My eyebrows knit together. “What do you mean?”

“Every bully needs someone to bully, baby,” she says. “And you’re tough, aren’t you? You can take anything he throws at you.”

I lick my lips. My fingers rub against my thumb before I answer. Back and forth, back and forth.

“Of course,” I say.

Act 2: Don’t Tuck Your Thumb

Jamison Goddard is the princeling of Mountain Peak Ministries. The apple of his father’s eye. The ringleader of the youth group boys.

He’s not just a little shit or a bully. He’s a fucking terror.

He’s never heard the word no without trying to push his way right through it.

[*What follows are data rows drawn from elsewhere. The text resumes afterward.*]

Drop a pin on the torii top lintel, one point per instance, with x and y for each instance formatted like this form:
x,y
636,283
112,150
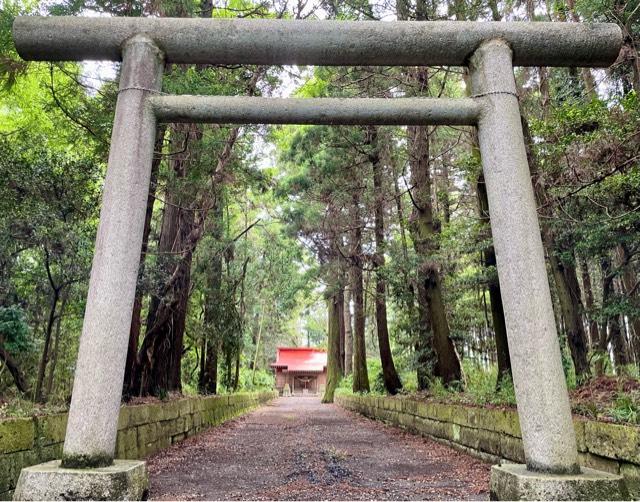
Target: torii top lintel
x,y
330,43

He doesn’t notice me immediately. Haley is supposed to be kind of meek, with her golden fall of hair and her modest dresses and the little white-gold cross she wears around her neck. So he doesn’t notice me at first; girls are treated as lesser in quiet and loud ways in this kind of Christianity (in the entire world, too, let’s be honest)。

I do what my mother asks: I let his reaction guide my actions. I stay on the edges that first Wednesday and the Sunday that follows, watching, smiling sweetly, and speaking softly when spoken to. But the next Wednesday, I make my move. I get there early, before anyone else but Michael, the youth pastor, who has a goatee that he really needs to shave off because it does not make him look as cool as he thinks it does. But I don’t tell him that. I help him set out chairs and then make sure to sit in the spot where I’ve seen Jamison holding court.

I’ve watched him; he steals pizza slices off his friends’ plates and no one even blinks. He laughed twice during the last meeting: once when someone made a fart joke—my mother would say that tells you he’s a boy—and once when Michael tripped over his chair—which tells me he’s mean.

So I slide into the chair that he thinks of as his and wait like a canary in a mine that I already know is toxic.

He notices me the second he walks into the room. The hair rises on my arms. Something inside me whispers: Run.

It’s the first time I ignore it.

“You’re in my seat,” he says.

My eyes are big already, but I make them go even bigger, doll-like. “Oh no, I’m sorry.” I get up instantly, moving over a few chairs, and then to really clinch it, I hesitate in front of the new chair and look at him. “Is this one okay?” I ask, like I need his permission.

He nods, and when he turns back to his friends, I catch the smirk.

Abby is right: Every bully needs someone to bully.

So I make Haley the perfect target, and he homes right in.